もっと安い物件を探してインフォメーションに聞くと、フェリー乗り場にある建物内にエージェンシーがあるのでそこで聞くといいと教えてくれた。エージェンシーを訪ねると誰もいない。隣のブースのフェリーチケット販売窓口の女性が「どうしました?」と声をかけてくれて話すと知り合いがアパートをやっているので電話してあげると、急に携帯で電話し始めて友達が出ると携帯電話をこちらに渡してきた。話してみるとルームではなく孤立したアパートで一泊50ユーロだという。た、高い。「そりゃぁいい物件だろうがあまりに予算とかけ離れている」というと、いくらならいいのかと聞いてきた。今まで受けたオファーの一人KN110だからEUR33くらい。EUR35が上限予算だと答えるとそりゃぁ無理だということになり破談となった。電話をかけてくれた女性は「ま、しょーがないわね」と肩をすくめた。この若い女性はいわばクロアチアの戦後世代ということになるだろう。資本主義となり、ヨーロッパから観光客が押し寄せる時代に育っている彼女はこういう儲け話には非常に敏感で、自分の勤務中でも友達にすぐ電話をするなんて私が体験した中ではマレーシア系中国人に似ていた。

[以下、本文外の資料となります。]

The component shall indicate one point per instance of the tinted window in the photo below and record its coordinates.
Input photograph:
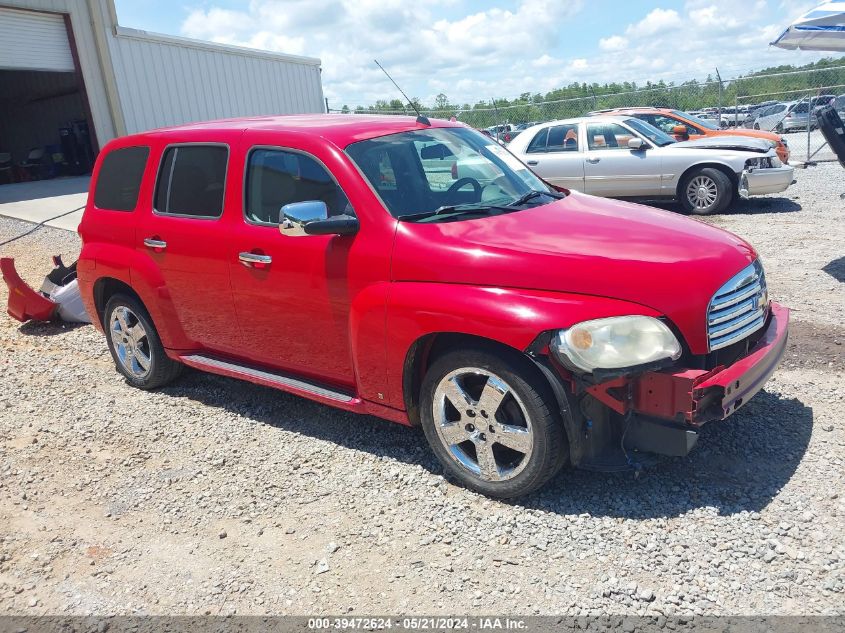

「はい、写真撮りますよー!」といってもまるで聞いていない
スローバさん。 |
私たちに残された選択肢はバスターミナルにたむろしているソベの家主たちとの直接交渉だ。バスターミナルに向かう途中から年配の女性に声をかけられて聞くと一人KN120。最低価格を割らないので却下だ。そしてついにバスターミナルでスローバさんとの出会いがあった。
別の女性から一人KN100のオファーを受けた後にやってきた彼女は、私たちをちょっと離れた場所につれていって私たちが最低5泊したいというと「本当は一人KN90なんだけどKN80でどうか」と囁くように言ってきた。他の人のブログで見てドブロニクのバスターミナルではソベのおばちゃん、おじちゃん達が談合して値段を下げないようにする傾向があると聞いていたので、スローバさんの隅に移動した配慮は本物だと思わせる反面、やや怪しいのか?と思う気持ちもあった。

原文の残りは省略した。